Les allégories fabuleuses de Claude Simon
On sera peut-être étonné de voir cette figure à pareille fête chez le moderne Claude
Simon. L'allégorie cependant apparaît à plusieurs reprises dans son roman L'acacia
2 où elle est associée à l'un de ses leitmotive : la
guerre.
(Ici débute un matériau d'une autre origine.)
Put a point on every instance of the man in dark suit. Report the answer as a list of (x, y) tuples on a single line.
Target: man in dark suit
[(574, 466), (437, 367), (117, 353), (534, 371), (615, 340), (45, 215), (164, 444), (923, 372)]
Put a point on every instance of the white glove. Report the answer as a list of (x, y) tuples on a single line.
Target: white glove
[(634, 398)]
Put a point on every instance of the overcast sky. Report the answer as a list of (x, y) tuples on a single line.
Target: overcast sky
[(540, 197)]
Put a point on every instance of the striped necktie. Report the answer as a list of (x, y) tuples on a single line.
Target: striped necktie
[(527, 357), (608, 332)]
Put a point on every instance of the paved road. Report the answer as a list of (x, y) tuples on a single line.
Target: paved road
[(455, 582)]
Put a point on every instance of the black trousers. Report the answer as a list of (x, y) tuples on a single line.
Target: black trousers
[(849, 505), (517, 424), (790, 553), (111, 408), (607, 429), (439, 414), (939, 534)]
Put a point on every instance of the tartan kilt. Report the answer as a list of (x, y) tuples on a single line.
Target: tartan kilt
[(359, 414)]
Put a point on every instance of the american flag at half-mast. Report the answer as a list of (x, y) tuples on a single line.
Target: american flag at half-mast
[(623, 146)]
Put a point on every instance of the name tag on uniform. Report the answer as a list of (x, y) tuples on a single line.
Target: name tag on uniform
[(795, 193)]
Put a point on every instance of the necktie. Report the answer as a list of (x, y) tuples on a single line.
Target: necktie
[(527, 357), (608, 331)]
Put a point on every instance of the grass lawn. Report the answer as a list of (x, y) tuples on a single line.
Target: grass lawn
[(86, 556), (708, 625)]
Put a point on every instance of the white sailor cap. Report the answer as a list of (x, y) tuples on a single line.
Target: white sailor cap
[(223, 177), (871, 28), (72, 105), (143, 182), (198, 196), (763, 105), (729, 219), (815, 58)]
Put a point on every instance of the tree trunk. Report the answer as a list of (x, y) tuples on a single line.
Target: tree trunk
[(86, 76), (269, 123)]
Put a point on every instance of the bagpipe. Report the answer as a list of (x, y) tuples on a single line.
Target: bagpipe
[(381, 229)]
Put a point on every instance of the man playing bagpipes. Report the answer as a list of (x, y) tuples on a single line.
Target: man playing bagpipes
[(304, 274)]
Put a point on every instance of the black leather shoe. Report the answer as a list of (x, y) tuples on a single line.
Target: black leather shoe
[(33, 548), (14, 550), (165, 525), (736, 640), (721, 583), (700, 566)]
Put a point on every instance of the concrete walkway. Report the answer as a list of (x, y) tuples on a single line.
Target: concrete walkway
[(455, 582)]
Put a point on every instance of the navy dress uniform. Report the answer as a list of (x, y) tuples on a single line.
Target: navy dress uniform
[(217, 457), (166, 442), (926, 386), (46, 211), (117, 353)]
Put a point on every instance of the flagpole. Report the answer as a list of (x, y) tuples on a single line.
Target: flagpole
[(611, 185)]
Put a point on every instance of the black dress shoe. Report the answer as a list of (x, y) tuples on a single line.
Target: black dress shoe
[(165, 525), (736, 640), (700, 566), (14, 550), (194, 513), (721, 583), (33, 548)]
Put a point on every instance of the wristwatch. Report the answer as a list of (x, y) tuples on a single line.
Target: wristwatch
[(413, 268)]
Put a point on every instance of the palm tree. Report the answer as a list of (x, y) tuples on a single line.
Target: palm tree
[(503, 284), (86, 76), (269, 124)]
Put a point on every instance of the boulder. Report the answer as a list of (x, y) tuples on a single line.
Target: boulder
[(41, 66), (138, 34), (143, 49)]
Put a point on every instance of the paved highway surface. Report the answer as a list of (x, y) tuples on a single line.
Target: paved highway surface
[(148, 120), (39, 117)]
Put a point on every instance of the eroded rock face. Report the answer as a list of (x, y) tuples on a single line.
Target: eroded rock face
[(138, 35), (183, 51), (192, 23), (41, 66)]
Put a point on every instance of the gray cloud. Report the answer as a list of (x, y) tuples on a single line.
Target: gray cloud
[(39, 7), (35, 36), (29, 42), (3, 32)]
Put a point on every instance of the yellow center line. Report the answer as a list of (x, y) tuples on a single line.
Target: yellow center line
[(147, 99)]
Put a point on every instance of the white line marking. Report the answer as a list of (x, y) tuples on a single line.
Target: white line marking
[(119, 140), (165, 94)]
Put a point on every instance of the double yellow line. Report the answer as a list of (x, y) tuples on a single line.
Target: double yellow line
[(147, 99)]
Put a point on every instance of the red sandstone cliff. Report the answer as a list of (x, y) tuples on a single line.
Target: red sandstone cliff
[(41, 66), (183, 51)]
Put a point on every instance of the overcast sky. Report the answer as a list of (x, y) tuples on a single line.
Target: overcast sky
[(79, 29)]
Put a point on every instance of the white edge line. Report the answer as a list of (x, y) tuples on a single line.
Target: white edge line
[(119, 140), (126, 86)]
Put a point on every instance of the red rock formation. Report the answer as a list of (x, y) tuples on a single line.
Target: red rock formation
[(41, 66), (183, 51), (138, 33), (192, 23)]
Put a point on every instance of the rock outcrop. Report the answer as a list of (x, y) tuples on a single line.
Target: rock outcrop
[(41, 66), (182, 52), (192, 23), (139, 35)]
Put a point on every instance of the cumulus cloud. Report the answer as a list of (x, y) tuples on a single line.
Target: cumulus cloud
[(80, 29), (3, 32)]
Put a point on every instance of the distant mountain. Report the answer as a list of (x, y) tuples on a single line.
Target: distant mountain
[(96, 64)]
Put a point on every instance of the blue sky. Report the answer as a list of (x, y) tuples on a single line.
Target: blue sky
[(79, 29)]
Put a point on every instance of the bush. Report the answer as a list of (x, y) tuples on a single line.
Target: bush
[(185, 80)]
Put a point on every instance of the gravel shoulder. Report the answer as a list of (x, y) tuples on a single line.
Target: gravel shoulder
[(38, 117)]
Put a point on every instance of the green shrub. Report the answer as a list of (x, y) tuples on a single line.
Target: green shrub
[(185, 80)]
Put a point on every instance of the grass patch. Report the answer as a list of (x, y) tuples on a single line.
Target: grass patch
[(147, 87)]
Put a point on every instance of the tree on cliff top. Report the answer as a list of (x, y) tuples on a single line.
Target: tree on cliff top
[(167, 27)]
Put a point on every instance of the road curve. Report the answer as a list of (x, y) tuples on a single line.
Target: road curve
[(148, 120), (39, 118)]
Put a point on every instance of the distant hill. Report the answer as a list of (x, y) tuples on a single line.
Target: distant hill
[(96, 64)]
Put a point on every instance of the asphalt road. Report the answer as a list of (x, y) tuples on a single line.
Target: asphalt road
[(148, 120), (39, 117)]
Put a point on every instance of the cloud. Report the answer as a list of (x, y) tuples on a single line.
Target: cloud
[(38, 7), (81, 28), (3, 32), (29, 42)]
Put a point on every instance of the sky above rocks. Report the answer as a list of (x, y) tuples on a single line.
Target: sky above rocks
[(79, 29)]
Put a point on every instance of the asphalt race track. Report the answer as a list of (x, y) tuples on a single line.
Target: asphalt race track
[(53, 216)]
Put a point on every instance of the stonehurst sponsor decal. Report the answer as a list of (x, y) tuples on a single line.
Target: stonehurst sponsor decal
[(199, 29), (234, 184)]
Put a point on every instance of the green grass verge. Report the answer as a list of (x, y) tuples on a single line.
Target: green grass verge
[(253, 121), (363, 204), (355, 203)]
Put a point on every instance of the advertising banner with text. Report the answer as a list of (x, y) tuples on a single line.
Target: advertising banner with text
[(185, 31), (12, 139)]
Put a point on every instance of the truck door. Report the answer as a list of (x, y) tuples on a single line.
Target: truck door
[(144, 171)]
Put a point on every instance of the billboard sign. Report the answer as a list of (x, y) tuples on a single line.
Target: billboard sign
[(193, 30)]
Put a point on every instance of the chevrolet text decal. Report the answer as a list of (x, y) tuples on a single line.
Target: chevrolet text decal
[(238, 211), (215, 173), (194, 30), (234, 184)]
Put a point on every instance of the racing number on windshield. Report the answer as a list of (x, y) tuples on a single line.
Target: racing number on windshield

Ainsi, à travers la chevauchée hallucinée des troupes françaises en déshérence
dans la débâcle de 1939, l'histoire ou plutôt l'Histoire avec un grand H (pour ne pas
dire, à l'instar de Georges Perec, "avec sa grande Hache") surgit sans crier gare. Dans
un premier temps, toute la troupe des cavaliers est assimilée à une myriade d'insectes
"uniformément engloutis dans des ténèbres d'encre" dévorant les campagnes et s'abattant
"avec des froissements d'élytres" sur une fantômatique charogne déjà puante. Métaphore
filée donc aux résonances déjà fantastiques et poétiques mais le texte ne s'en tient pas à
cette analogie et va soudain prendre un autre tour:
(...)non pas la matrice mais (...)le cadavre noir de l'Histoire. Puis il pensa que
c'était l'Histoire qui était en train de les dévorer, d'engloutir tout vivants et
pêle-mêle chevaux et cavaliers, sans compter les harnachements, les selles, les armes, les
éperons même, dans son insensible et imperforable estomac d'autruche où les sucs digestifs
et la rouille se chargeaient de tout réduire, y compris les molettes aux dents aiguës des
éperons, en un magma gluant et jaunâtre de la couleur même de leurs uniformes, peu à peu
assimilés et rejetés à la fin par son anus ridé de vieille ogresse sous forme
d'excréments3.
Après avoir imaginé le cadavre noir de l'Histoire entouré d'insectes-soldats, c'est
elle même qui, s'émancipant cavalièrement de son embourbement descriptif, va donner lieu à
une véritable séquence narrative celle de l'ingestion, digestion, déjection de la
troupe par une "Histoire" qui n'est plus un cadavre mais une ogresse. Le pouvement, on
le voit, s'est inversé. Les consommateurs (insectes) sont devenus objets de
consommation et la charogne s'est muée en Histoire-ogresse.Nul doute que cette conversion
symbolique est porteuse d'une leçon même si elle ne nous est pas ici livrée. Mais surtout
l'allégorie de l'ogresse amène l'histoire à s'incarner de façon énigmatique, les soldats
devenant de la chair à Histoire comme on dit de la "chair à canon". L'avènement incongru
et intempestif de ce monstre produit un véritable décollage de la fiction. On bascule dans
le registre fantastique ("les sucs digestifs", le "magma gluant et jaunâtre" évoquent
irrésistiblement une créature apocalyptique, sorte d'alien avant la lettre) mais aussi
dans le merveilleux avec l'irruption de l'ogresse qui aimante particulièrement les peurs
infantiles du narrateur liées à un vieux fond mythique (il est vrai que nous sommes dans
une nuit d'encre). L'allégorie est ici le vecteur d'une régression inouïe et
remarquablement dense. La marche des soldatsdans la nuit devient un récit fantasmatique où
sont convoqués les différents registres, les différentes phases du cycle digestif et les
différents stades du symbolique (oral, anal). Il s'agit bien en effet d'une opération
allégorique dont on retrouve un certainnombre de marques : les deux niveaux de sens
mettant en jeu l'histoire d'une part et l'Histoire de l'autre, la personnification qui
est aussi une mutation (l'ogresse), la séquence narrative (les différents moments du
repas de l'Histoire-ogresse).
Claude Simon se propose de dire la guerre de toutes les façons possibles puisque tout
récit reconstitué après coup est selon lui mensonger. Le discours allégorique joue donc un
rôle essentiel dans son dispositif narratif. Au sens fort, il permet de dire la guerre
autrement. Il dégage ainsi la poétique simonienne d'un possible envasement dans un seul
registre celui du réalisme (fût-il hallucinant) et de l'univocité. En doublant son récit
de guerre d'une fiction fantastique, il lui donne une dimension polyphonique.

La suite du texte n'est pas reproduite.